Governor Gregoire has approved legislation aimed at improving ballot design in Washington, making it less likely a voter will miss important issues.
The measure, House Bill 2496, will require counties to clear up visual clutter on their ballots, and make sure that the voter-instruction section is clearly separated from the actual beginning of the voting itself.
The bill, sponsored by Rep. Scott White of Seattle, grew out of apparent confusion by many King County voters last November, when about 7 percent of the voters, or over 40,000 people, failed to cast a vote for Tim Eyman’s anti-tax Initiative 1033 after voting on the “everything but marriage” Referendum 71. The initiative was at the bottom of a block of copy as the voter instructions, and the rest of the ballot started in a fresh new column of text.
Since the measure was rejected by a landslide statewide, the undervote didn’t affect the outcome, but state and local election officials resumed their ongoing efforts to improve ballot design. It has been a national topic of interest among election officials since the “butterfly” ballots in Florida and elsewhere greatly confused voters.
Secretary of State Sam Reed and Elections Director Nick Handy were among the backers of the legislation, which takes effect in June and authorizes the Secretary to establish statewide standards for ballot layout and design. Handy says:
“This legislation is a major step forward in ensuring that ballots are designed to be more voter friendly. We are working with Jenny Greeve from the nonprofit group Design for Democracy and our great County Auditors to improve ballot presentation. We all have the same goal of having ballots that are clear and readable and that assist the voter in moving down the ballot with ease. We want the civic act of voting to be enjoyable, and not perplexing in any way.”

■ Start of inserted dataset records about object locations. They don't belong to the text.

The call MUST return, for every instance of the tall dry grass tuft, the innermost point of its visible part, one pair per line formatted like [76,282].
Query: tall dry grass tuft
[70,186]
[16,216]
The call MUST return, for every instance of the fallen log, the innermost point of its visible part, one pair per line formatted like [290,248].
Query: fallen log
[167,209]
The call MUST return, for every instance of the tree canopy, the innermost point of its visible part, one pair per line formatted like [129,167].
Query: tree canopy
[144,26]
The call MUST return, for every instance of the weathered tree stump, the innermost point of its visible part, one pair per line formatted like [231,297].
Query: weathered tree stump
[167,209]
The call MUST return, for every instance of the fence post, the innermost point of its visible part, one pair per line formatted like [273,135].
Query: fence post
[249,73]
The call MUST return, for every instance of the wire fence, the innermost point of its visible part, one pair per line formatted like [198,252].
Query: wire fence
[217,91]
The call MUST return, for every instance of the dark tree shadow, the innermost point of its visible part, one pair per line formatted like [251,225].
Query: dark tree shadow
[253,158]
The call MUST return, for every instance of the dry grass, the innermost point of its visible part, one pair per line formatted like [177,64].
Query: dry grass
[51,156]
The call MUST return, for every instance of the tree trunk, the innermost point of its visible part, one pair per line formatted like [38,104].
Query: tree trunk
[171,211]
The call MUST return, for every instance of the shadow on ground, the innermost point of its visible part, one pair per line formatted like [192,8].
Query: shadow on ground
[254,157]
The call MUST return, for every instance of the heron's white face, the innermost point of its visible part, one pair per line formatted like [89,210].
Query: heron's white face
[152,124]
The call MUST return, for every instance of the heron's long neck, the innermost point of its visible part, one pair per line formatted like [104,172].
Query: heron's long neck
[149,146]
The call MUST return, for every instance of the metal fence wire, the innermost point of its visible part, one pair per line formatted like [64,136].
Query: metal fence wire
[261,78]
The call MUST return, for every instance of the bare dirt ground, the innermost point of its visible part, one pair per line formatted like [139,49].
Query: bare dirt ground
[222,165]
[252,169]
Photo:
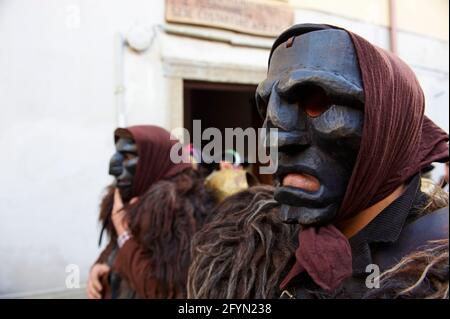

Many improvements already are being made, and the statewide standards will be ready by next year. Handy also noted that starting last fall, the state Voters’ Pamphlet already is incorporating the new design and readability features.
Another elections-related bill passed by the Legislature is House Bill 1880, which removes the requirement that mail ballot return envelopes must have a secrecy flap to conceal the voter’s signature and telephone number. The governor has yet to take action on this proposal.
The Secretary’s main elections request bill, however, did not pass. Reed, the County Auditors, military and veterans’ spokesmen and others sought legislation to make it easier for military and overseas voters to cast their ballots by fax or email from remote locations. The House strongly approved the bill and it cleared Senate committee, only to die without a vote by the full Senate.